Cleto Aguirre fue el fundador de la cátedra de oftalmología. Entre sus alumnos, detectó a Pedro Lagleyze. Le llamó la atención su carácter y su habilidad para dibujar. Le enviaba sus pacientes para que dibujase el fondo de ojo. Al final, lo hizo nombrar jefe de clínica siendo alumno. A su muerte, se aseguró que fuese Lagleyze su sucesor como Profesor Titular. Tenía solo treinta y cuatro años.
Daniel Cranwell nos cuenta: "Su carácter era un tanto violento y, cierta vez, reaccionó cuidadosamente ante alguna incorrección de los alumnos, olvidándose de que estos conocían por tradición al Legleyze alegre y travieso del Colegio de San José y al interno de las bromas pesadas del antiguo Hospital General de Hombres del Alto de San Telmo.
Un buen día durante las demostraciones en la cámara oscura, un estudiante, creyendo molestar a algunos de sus compañeros, pellizcó, o hizo algo por el estilo, al profesor Lagleyze. Este se levantó rápidamente, arrojó con violencia el oftalmoscopio, que saltó en mil pedazos, y apostrofó a los alumnos en los términos más crudos que se pueden imaginar. Los estudiantes, y tal vez el autor de la broma, no se dieron cuenta en el primer momento de lo que ocurría, pero ofendidos por los términos que usara Lagleyze, resolvieron no volver a clase.
Naturalmente, éste se impresionó el encontrar el aula desierta, conversó con las autoridades de la Facultad y los alumnos fuimos llamados para decirnos que podiamos concurrir a clase porque el profesor daría las explicaciones correspondientes.

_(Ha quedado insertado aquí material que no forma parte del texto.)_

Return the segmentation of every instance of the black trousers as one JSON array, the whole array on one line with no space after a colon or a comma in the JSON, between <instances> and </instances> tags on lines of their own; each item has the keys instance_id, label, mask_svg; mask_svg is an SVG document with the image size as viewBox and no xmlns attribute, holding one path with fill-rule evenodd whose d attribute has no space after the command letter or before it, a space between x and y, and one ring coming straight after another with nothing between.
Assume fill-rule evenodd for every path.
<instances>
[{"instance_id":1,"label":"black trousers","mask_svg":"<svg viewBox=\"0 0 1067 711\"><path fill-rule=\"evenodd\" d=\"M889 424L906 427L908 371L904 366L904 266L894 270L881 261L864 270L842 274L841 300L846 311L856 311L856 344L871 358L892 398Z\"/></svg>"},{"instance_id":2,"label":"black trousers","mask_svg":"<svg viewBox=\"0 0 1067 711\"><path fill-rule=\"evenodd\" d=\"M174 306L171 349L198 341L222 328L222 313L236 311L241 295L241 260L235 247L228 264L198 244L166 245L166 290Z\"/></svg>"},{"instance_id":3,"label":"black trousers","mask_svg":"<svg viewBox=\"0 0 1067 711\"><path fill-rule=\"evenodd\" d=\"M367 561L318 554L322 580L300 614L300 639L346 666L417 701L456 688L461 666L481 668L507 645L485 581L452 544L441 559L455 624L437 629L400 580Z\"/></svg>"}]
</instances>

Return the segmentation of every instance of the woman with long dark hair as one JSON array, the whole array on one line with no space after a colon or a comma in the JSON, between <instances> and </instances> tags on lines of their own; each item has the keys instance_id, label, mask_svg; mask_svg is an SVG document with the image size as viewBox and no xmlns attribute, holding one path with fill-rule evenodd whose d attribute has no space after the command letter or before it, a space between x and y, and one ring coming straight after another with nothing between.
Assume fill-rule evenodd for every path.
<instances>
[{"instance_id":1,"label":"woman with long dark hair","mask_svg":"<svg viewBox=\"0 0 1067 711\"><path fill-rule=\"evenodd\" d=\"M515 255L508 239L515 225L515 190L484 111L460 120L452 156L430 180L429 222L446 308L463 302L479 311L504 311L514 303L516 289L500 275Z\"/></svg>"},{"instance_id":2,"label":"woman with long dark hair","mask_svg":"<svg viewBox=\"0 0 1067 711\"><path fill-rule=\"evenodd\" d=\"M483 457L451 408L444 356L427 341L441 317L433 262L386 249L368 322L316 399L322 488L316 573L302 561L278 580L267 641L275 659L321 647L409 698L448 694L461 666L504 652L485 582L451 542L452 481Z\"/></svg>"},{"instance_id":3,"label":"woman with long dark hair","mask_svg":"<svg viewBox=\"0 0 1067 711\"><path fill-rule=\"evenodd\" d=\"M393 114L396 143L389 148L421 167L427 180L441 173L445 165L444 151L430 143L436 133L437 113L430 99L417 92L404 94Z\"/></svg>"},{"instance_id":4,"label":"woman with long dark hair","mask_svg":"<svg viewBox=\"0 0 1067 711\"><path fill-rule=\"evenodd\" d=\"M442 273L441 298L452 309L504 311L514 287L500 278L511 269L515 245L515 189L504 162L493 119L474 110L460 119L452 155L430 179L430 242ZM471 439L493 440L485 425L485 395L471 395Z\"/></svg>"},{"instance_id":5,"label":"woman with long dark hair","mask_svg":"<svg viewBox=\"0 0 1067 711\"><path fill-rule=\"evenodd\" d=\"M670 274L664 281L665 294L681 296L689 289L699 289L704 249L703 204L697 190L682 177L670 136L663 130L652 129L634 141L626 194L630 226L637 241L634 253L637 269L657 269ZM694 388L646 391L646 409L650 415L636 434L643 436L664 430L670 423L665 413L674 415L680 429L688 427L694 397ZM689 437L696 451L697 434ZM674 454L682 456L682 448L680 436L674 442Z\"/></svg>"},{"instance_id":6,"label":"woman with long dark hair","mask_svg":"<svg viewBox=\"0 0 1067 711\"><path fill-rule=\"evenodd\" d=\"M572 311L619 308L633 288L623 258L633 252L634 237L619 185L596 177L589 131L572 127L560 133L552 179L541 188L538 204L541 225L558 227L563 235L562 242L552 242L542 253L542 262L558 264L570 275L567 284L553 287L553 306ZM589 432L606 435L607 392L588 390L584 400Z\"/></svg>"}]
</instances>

El día indicado el aula de la sala de oftalmología se llenó de estudiantes que deseaban oír las explicaciones del profesor.
Lagleyze apareció a la hora precisa, sereno como siempre, en la misma actitud que lo ha pintado Della Valle. Dijo que lamentaba lo ocurrido, y pedía se lo disculpase por las palabras excesivas que había pronunciado; pero, agregó, aquel que me ha molestado es... Naturalmente no pudimos hacer otra cosa que reír, y Lagleyze, dando por terminado el incidente, tomo la tiza para continuar explicando el tema de refraccion que se había visto obligado a interrumpir."
Además de la descripción casi simultánea con Von Hippel y Lindau, Lagleyze fue conocido por su operación de estrabismo y, especialmente, por su cirugía del entropión, secundaria al trachoma, que aún hoy, es una de las causas de ceguera más importante del mundo.
Dicen que de la visita a El Cairo, en carácter de turista, un día asistió, por pura curiosidad, a una conferencia sobre enfermedades de los ojos que daba un profesor inglés en el mismo hotel en que se alojaba. El tema a desarrollarse era "El entropión y su cura por el método de Lagleyze". Al escuchar su nombre, dudó de que se tratara de su persona, pero al ver sus dibujos, no le cupo duda y fue a presentarse al conferenciante que no podía creer la afortunada coincidencia.